Tiangong-1 ("Heavenly Palace 1") will soon re-enter the Earth's atmosphere and fall to the surface of our planet.
The impact of this spacecraft was calculated to be anywhere between 42.8 degrees North and 42.8 degrees South in latitude.
The movement of this spacecraft into our atmosphere is an uncontrolled entry.
Nobody knows exactly where this craft will crash but parts of it will survive re-entry.
They also warned that the space station might be carrying a highly toxic and corrosive substance called hydrazine.
The bad thing about this situation is that the word "uncontrolled" is in it.
According to the Express, scientists say the likelihood of arriving in parts of Europe, US, Australia and New Zealand are high, but they cannot predict where it will hit.

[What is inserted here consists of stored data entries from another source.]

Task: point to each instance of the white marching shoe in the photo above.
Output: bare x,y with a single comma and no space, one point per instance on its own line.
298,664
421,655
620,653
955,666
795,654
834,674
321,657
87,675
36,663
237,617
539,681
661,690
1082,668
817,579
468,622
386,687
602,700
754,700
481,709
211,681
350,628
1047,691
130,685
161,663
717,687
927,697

The US-funded Aerospace Corporation estimates Tiangong-1 will re-enter the atmosphere around the first week of April, but it could arrive even sooner than that.
The European Space Agency says the module will descend between the 24th of March and 19th of April.

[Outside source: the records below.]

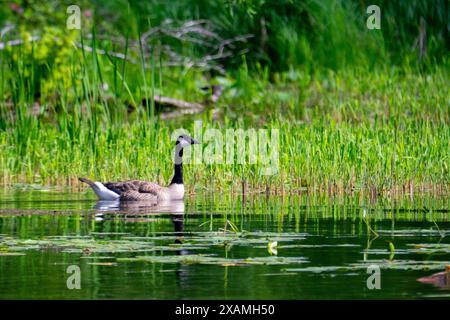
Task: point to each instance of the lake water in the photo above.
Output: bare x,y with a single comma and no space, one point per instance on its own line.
207,247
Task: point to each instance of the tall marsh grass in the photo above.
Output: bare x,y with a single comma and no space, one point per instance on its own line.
347,121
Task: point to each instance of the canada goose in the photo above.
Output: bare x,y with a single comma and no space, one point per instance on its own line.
138,190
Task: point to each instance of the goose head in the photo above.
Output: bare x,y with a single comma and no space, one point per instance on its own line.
185,140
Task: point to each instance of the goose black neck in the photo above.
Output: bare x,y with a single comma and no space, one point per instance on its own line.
178,170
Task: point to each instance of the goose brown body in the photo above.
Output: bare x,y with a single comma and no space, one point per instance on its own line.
139,190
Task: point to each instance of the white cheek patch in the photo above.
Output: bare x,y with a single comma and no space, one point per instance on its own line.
184,143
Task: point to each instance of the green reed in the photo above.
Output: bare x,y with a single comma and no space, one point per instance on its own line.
382,130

China admitted it had lost control of Tiangong-1 in 2016 and said they would be unable to perform a controlled re-entry. That's never a great thing when it comes to space exploration and/or objects careening toward our planet.
But never you worry, this uncontrolled entry is such that the chances of us all getting smacked in the head are very small.

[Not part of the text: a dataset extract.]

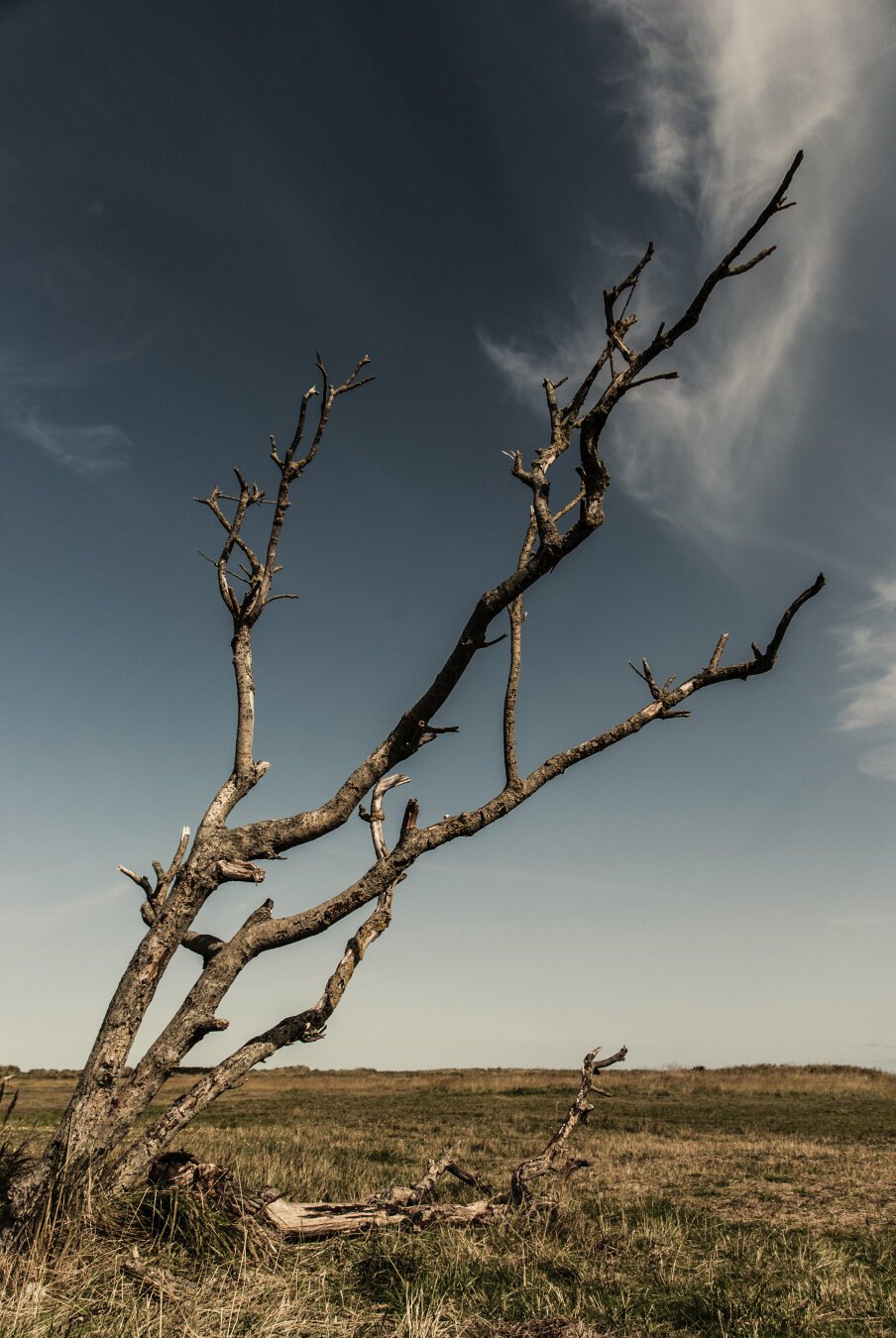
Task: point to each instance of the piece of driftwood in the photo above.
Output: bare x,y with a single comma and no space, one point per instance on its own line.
400,1206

"Tiangong-1 is a large spacecraft comparable in size and mass to other, frequently used space stations and cargo vessels such as ESA's ATV, the Japanese HTV, Russian Progress and American Dragon or Cygnus," said a representative of the According to the European Space Agency.
"From monitoring the controlled reentries of those types of spacecraft, it can be surmised that Tiangong-1 will break up during its atmospheric re-entry and that some parts will survive the process and reach the surface of Earth."
Tiangong-1 (UN COSPAR ID 2011-053A) was launched on the 30th of September, 2011.
It was launched with a Long March 2F/G rocket and reached between 300-400km altitude.
In January of 2018, the craft orbited at around 280km altitude, and it'll only speed up its fall to Earth from here.
We've reached out to the ESA for comment on the situation and have not yet heard back as of publishing time.